In the study, people with class II–IV chronic heart failure and a left ventricular ejection fraction of ≤40% were randomised to empagliflozin 10 mg or placebo, in conjunction with their usual heart failure care. Half of the participants had type 2 diabetes, and outcomes did not differ between those with and without diabetes. After a median follow-up of 16 months, the primary composite outcome of death from cardiovascular causes or hospitalisation for heart failure (HHF) occurred in 19.4% of the empagliflozin group and 24.7% of the placebo group (hazard ratio [HR], 0.75; 95% confidence interval [CI], 0.65–0.86).
The reduction in the primary outcome was primarily driven by a reduction in HHF (HR, 0.70; 95% CI, 0.58–0.85), while the observed reduction in cardiovascular death was not significant. A composite renal outcome was also reduced in the empagliflozin group (HR, 0.50; 95% CI, 0.32–0.77).
These results are similar to those from the DAPA-HF trial of dapagliflozin, and suggest a class effect for SGLT2 inhibitors in improving outcomes in those with HFrEF. In addition, EMPEROR-Reduced, which enrolled more people with severe left ventricular dysfunction than DAPA-HF, suggests a role for SGLT2 inhibitors in treating people with more advanced but stable heart failure.
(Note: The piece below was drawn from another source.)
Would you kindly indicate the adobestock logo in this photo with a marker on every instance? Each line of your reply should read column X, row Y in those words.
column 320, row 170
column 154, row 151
Commenting on the findings at the ESC Congress, lead author Milton Packer (Baylor Heart and Vascular Institute, Dallas, TX, USA) said that these two studies establish SGLT2 inhibitors as a fourth cornerstone in the treatment of heart failure (along with angiotensin receptor-neprilysin inhibitors, beta-blockers and mineralocorticoid receptor antagonists). He stated his belief that people with HFrEF should initiate all four drugs in quick succession within 4–6 weeks of diagnosis.